Anaphylaxis Often Requires Repeat Epinephrine Treatment

Boston study highlights need for at-risk children to carry two doses of self-injectable epinephrine
By Rick Ansorge
HealthDay Reporter

TUESDAY, March 23 (HealthDay News) -- In children with food-related anaphylaxis who received epinephrine prior to arrival at an emergency department, 12 percent received a second dose after arrival, according to a review published online March 22 in Pediatrics.

Susan A. Rudders, M.D., of Children's Hospital Boston, and colleagues conducted a medical chart review of 605 pediatric cases presenting to Boston emergency departments for food-related acute allergic reactions between Jan. 1, 2001, and Dec. 31, 2006.

The researchers found that 52 percent of the cases met diagnostic criteria for food-related anaphylaxis. Of these, 31 percent received one dose of epinephrine and 3 percent received more than one dose of epinephrine before their arrival at the emergency department.
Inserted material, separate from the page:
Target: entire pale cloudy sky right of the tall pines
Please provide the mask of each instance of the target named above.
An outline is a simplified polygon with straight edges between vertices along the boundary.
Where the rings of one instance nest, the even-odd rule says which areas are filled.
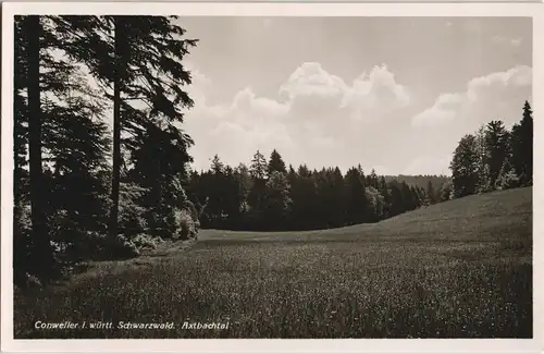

Among children presenting to the emergency department with food-related anaphylaxis who received epinephrine, 12 percent received a second dose.

"This finding supports the recommendation that children at risk for food-related anaphylaxis carry two doses of self-injectable epinephrine," the authors conclude. "Given that children often require medications in multiple locations, consideration should be given to cost-saving approaches such as having unassigned second doses available at schools and day cares."

One author reported a financial relationship with Dey, including a grant that partly supported the present study.